Ero in una città straniera.
Mia moglie incinta stava cercando in tutti i modi di evitare la cena con
i suoi parenti. Se fosse stato per me l’avrei presa, fatto le valigie e sarei
tornato a Helsinki a godermi l’inverno e la pace della nostra casa seppellita
nei sobborghi della città. Ma, prima o poi le sarebbe toccato affrontare questi
fantomatici parenti serpenti. Dirgli in faccia di tutto il rancore che si
trascinava da anni dentro e liberarsi finalmente della rabbia repressa che provava
nei loro confronti.
“Bianca” la scossi “alzati da quel letto immediatamente e smettila di
cantare”.
Let me bleed you this song of my heart deformed
Sdraiata sul letto con un mano a carezzare la pancia ormai visibilmente rotonda,
cantava a squarciagola la sua canzone preferita. Se non fosse stato che seppur
laureata al conservatorio e compositrice, aveva una voce terribile, sarebbe
stata uno spettacolo.
“Come dimenticare i problemi distruggendo una canzone dell’amato sposo”
pensai.
Non dava alcun segno di volersi riscuotere dal torpore, era persa nel suo
mondo.
Era lei la parte forte della
coppia, io quello lunatico e con vari complessi. Lei la spina dorsale della
nostra tranquillità, ed ora, vederla su un altro piano della realtà, impaurita
da un confronto che gettava ombre su di lei da ormai due anni, si stava
rivelando un esperienza catartica. Dovevo fare qualcosa, tagliare via le mie
stesse paure e fare quello che lei aveva fatto per me nel momento più buio
della mia vita.
In fin dei conti ero Ville Valo. Mica uno
qualsiasi. Potevo farcela a sopportare una branco di ignoranti senza cervello.
“Bianca? Bi?” mi sedetti sul letto a fianco a lei togliendole una
cuffietta dall’orecchio. Mi lanciò uno sguardo furioso. “Sono le 7, dobbiamo
andare.
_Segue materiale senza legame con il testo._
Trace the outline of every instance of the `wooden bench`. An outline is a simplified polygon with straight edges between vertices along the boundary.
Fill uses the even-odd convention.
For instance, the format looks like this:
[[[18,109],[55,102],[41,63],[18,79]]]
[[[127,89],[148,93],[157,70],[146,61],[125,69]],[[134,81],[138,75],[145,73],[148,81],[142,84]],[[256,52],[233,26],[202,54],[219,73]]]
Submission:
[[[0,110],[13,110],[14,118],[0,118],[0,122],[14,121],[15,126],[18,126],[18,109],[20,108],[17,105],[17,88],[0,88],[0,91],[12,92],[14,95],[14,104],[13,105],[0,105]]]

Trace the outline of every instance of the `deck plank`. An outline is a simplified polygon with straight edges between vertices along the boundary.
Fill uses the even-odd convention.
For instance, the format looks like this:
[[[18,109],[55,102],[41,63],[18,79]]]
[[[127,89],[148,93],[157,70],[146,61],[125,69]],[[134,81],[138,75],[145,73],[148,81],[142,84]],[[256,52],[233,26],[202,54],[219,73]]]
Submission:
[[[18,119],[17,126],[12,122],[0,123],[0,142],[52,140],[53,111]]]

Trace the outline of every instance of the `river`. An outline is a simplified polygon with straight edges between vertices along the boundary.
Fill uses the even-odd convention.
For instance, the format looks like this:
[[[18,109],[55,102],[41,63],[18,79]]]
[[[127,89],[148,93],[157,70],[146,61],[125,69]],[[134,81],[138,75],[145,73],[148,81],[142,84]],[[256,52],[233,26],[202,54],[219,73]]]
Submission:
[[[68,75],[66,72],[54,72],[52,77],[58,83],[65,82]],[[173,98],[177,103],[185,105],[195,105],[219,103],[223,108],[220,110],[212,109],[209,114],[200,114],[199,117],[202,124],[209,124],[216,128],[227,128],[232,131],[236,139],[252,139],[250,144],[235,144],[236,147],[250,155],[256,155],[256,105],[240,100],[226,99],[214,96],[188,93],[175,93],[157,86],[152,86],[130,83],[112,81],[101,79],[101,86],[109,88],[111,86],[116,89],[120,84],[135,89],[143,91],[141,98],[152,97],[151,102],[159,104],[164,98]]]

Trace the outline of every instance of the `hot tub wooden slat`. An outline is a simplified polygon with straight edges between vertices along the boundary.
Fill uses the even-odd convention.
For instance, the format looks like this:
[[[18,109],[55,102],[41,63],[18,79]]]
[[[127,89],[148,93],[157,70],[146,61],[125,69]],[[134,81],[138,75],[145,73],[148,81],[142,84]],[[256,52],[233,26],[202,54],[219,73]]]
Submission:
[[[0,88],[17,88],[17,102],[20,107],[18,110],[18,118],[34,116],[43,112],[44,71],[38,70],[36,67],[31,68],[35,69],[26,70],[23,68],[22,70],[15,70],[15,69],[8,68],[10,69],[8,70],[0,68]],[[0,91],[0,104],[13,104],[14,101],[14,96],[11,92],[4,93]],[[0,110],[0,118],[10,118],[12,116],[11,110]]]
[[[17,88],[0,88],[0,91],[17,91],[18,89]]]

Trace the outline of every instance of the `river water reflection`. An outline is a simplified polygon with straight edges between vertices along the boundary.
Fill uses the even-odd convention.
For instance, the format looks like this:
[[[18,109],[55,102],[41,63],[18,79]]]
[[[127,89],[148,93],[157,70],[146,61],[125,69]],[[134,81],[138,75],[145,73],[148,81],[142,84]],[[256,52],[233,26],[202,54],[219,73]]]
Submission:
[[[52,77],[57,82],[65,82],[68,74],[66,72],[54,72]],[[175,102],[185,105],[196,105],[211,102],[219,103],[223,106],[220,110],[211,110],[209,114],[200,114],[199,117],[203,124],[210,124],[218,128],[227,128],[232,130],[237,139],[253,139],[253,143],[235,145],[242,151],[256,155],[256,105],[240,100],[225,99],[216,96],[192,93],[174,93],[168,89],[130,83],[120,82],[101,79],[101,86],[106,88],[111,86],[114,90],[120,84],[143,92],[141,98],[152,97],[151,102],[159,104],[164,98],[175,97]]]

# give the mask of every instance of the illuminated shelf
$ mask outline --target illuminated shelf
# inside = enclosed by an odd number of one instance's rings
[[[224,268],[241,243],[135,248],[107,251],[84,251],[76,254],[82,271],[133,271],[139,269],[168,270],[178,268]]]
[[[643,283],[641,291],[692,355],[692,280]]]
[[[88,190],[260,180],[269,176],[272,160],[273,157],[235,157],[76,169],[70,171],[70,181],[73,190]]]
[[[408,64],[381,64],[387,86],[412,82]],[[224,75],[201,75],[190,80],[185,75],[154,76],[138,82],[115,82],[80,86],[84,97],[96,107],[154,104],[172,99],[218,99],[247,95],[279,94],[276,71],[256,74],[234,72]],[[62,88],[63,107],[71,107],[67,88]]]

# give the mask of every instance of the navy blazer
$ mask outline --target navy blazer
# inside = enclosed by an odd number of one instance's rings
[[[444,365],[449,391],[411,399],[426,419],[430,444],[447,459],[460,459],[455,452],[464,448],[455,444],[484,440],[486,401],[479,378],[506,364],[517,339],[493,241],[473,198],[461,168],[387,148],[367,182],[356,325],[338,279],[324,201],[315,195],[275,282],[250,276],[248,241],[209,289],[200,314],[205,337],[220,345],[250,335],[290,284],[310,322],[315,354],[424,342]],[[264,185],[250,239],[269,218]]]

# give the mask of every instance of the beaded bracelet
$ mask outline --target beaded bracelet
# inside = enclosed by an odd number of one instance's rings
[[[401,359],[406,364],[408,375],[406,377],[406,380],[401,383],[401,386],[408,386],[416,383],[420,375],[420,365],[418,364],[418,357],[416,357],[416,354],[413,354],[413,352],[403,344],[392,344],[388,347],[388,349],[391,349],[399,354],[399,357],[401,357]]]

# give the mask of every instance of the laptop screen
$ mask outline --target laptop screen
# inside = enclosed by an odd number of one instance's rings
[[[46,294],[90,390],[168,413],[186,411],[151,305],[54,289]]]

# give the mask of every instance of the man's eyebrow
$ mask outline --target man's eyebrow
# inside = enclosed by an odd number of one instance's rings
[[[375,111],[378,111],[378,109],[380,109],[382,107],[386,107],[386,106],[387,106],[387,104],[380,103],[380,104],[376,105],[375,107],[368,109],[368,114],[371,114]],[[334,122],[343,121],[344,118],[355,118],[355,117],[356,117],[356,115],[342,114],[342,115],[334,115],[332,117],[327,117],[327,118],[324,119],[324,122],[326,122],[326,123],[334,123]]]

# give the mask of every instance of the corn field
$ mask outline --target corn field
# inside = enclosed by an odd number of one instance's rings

Il taxi sarà qui sotto in breve tempo”. Le toccai la guancia e sentii
che era umida, aveva pianto.
Dannatissimi parenti.
Mi costrinsi a respirare profondamente, e non fare quello che avevo
sempre voluto fare. Andare li da solo, magari portandomi Elena dietro per
questioni linguistiche e risolvere la questione in pochi minuti. Dovevo vederli
in faccia questi mostri che spaventavano la mia altrimenti coraggiosa Bianca.
“Bi, andiamo. Ne hai passate di tutti i colori e hai paura di un
confronto con gente che conosci da quando sei nata? Sai i loro punti deboli e
sai come difenderti e non stai andando da sola, ci sono io, c’è Elena”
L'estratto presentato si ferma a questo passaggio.